This hasn’t been a very good week for Sammy. When I left for work this morning she standing in the middle of the living room, wailing like a baby banshee and wiping at the hot tears that were streaking down her cheeks. She was inconsolable, no matter what we tried, and had been like that on and off for the last several days.
Let’s back up before I tell you why, though. The first part of the week was actually great. We had the birthday party on Sunday, and Sam even got a second dose of festivity on Monday at the Mommy & Me class, though she looks pretty apathetic even at the tender age of two. On Wednesday Ger and I fed her more cake and opened the gifts she had received in the mail from family. At the end of the night she sat astride another pile of birthday booty, including bath toys, books, a bubble bucket, and personal checks (the last of which are going straight into her savings). Her Aunt Shawn had even arranged for a special, 30-second phone call from Elmo (or his understudy, we don’t know for sure), the first 20 seconds of which Sam spent looking at the phone in confusion, the last 10 seconds of which she finally caught on and got into it.
One of Sam’s favorite birthday presents, though, came from Grandma and Grandpa: a shopping cart and baby doll that you can see here (also a rare picture of Sam with her hair in pigtails). Sam is totally into the doll (which Ger named “Francine” after the mom in American Dad for some reason), and loves to feed her breakfast. And snacks. And lunch. And more snacks.
Here are some pictures:
But back to the inconsolable crying and hot tears. Around Thursday Sam started to get sick. It wasn’t much at first, but by the weekend she was running a nasty temperature (climbing as high as 104° before we pounded it back down with Tylenol) and she seemed to be in a perpetually bad mood. I think she had a sore throat, too, because when she tried to eat I could see her grimace with every swallow. So of course she practically stopped eating, which probably didn’t do much to improve her mood. She’d often just stand there, blubbering and crying “Oh no, no, no! Oh no, no, no! Oh no, no, no!” over and over again, as if that repeated negation might make her misery depart for some other place. But it didn’t, and neither did most of what we did for her. Every offer of food, drink, or toys was met with immediate and sometimes spastic rejection. Occasionally we could get her calmed down enough to watch Sesame Street or one of her DVDs, but eventually she’d rev back up and would start crying and chanting “Oh no, no, no!” again.
We actually thought Sam was doing better by the time we put her to bed last night, but she woke up at 5:40 a.m. (a good hour and a half early for her) and started crying. I was already up and Ger decided to just go ahead and get Sam up, too, since she was whimpering through the baby monitor. When the blinds were opened and Sam saw that it was still dark outside, she did a little freak out of her own. This condition of the Earth’s rotation TOTALLY pissed her off for some reason, and she started up in earnest again, screaming at the pre-dawn outside her window. Finally I just put her back in her crib and she lay there semi-quietly until light began to leak through her curtains and the world was right again. For about 20 minutes, anyway. To make matters worse, Ger seems to have the same illness.

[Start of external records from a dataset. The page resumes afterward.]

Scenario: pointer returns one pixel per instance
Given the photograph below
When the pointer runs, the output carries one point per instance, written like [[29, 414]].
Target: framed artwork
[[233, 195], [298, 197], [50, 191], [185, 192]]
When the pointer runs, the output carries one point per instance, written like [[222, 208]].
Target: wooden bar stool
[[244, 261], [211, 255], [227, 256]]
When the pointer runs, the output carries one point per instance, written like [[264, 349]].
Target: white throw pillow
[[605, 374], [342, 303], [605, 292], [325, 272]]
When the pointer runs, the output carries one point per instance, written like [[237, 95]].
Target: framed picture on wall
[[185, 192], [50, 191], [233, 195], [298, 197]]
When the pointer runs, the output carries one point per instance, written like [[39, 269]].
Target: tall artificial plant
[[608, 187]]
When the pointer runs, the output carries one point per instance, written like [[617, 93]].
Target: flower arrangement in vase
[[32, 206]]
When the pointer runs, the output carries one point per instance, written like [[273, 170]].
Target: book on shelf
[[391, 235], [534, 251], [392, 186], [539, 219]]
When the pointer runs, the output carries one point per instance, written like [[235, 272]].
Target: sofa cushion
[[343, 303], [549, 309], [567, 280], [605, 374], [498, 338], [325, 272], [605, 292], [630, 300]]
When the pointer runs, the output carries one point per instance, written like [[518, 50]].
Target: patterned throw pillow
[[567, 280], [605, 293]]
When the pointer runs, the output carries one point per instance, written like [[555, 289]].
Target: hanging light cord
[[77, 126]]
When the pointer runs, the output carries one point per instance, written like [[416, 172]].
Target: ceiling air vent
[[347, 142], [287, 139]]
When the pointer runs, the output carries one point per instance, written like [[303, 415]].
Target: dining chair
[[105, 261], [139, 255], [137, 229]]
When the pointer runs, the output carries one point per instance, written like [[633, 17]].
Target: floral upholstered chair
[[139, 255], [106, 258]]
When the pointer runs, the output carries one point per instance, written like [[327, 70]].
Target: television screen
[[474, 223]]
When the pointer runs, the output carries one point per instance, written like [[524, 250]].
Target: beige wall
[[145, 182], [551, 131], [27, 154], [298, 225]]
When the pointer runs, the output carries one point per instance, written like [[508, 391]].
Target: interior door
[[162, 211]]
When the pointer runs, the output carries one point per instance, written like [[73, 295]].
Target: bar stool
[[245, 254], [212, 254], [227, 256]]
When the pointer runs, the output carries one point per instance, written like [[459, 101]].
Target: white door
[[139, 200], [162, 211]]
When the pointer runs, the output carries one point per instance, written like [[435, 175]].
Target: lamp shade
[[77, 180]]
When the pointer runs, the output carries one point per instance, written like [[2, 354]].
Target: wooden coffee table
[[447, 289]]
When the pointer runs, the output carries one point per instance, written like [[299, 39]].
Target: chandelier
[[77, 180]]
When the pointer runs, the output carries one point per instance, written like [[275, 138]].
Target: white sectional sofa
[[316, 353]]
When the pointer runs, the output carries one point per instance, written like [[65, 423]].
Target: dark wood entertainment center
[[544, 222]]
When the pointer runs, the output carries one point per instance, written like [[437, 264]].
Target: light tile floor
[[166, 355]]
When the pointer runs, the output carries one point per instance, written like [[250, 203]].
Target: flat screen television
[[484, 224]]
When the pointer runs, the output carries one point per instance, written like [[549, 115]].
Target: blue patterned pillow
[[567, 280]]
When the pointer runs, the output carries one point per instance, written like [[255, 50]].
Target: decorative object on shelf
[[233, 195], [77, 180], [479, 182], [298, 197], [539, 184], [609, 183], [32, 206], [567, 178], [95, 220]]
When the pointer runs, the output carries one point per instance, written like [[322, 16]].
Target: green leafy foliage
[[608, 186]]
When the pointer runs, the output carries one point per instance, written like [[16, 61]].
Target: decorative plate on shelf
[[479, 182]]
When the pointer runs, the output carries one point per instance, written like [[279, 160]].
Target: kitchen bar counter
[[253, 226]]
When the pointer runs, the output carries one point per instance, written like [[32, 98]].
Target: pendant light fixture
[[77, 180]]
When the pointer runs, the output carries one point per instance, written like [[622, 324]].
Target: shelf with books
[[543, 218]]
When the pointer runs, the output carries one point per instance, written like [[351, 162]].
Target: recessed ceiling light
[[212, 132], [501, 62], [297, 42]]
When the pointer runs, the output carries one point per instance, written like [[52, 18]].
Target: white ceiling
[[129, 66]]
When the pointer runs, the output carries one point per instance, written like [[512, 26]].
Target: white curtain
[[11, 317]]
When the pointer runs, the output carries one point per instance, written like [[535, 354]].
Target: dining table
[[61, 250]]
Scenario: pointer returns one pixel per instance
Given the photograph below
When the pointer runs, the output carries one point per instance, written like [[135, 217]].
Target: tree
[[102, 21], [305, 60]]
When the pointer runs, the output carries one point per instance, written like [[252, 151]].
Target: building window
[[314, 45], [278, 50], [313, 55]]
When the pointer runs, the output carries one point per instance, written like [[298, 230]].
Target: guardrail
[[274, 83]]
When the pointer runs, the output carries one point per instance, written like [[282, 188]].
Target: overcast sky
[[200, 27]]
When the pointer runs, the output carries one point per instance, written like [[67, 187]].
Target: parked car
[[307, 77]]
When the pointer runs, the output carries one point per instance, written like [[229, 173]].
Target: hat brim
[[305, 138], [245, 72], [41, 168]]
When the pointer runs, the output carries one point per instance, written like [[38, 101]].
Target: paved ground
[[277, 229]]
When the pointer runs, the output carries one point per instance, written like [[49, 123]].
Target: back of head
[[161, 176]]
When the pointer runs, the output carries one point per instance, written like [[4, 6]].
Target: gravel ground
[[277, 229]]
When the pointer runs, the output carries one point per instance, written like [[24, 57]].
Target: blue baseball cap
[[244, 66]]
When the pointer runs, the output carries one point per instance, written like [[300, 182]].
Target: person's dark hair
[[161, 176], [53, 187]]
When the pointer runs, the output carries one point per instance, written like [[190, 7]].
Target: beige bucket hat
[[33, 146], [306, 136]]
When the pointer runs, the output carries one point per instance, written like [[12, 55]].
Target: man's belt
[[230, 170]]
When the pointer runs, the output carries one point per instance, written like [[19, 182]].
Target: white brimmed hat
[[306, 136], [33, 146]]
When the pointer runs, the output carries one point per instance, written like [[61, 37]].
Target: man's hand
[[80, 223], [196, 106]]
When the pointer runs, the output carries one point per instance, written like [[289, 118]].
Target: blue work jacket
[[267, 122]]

During one of Sam’s fits I consulted our “What to Expect the Toddler Years” book to see what it had to say on the topics of fever and malady in general. I swear, sometimes I think that the author of this thing just copied and pasted “This is normal. Your child will be fine.” to every chapter of the book, because apparently everything is just to be expected and you should just be calm. What I want to do when I have some free time is to write a book called “What not to Expect.” Pages 2-500 of this book will be the subject index in the back, covering every conceivable condition or circumstance from “Asthma” to “Zebra Poisoning.” Every entry in this subject index would reference Page 1 of the book, which will just have the following in big, bold letters:
What? Are you kidding? YOU NEED TO FREAK OUT! RIGHT NOW!
Because sometimes when your daughter is already way ahead of you, you just want permission to freak out. It could be good to freak out, but you can’t. Because that’s not your job. But it would be good to be a temp on assignment to that project for a while.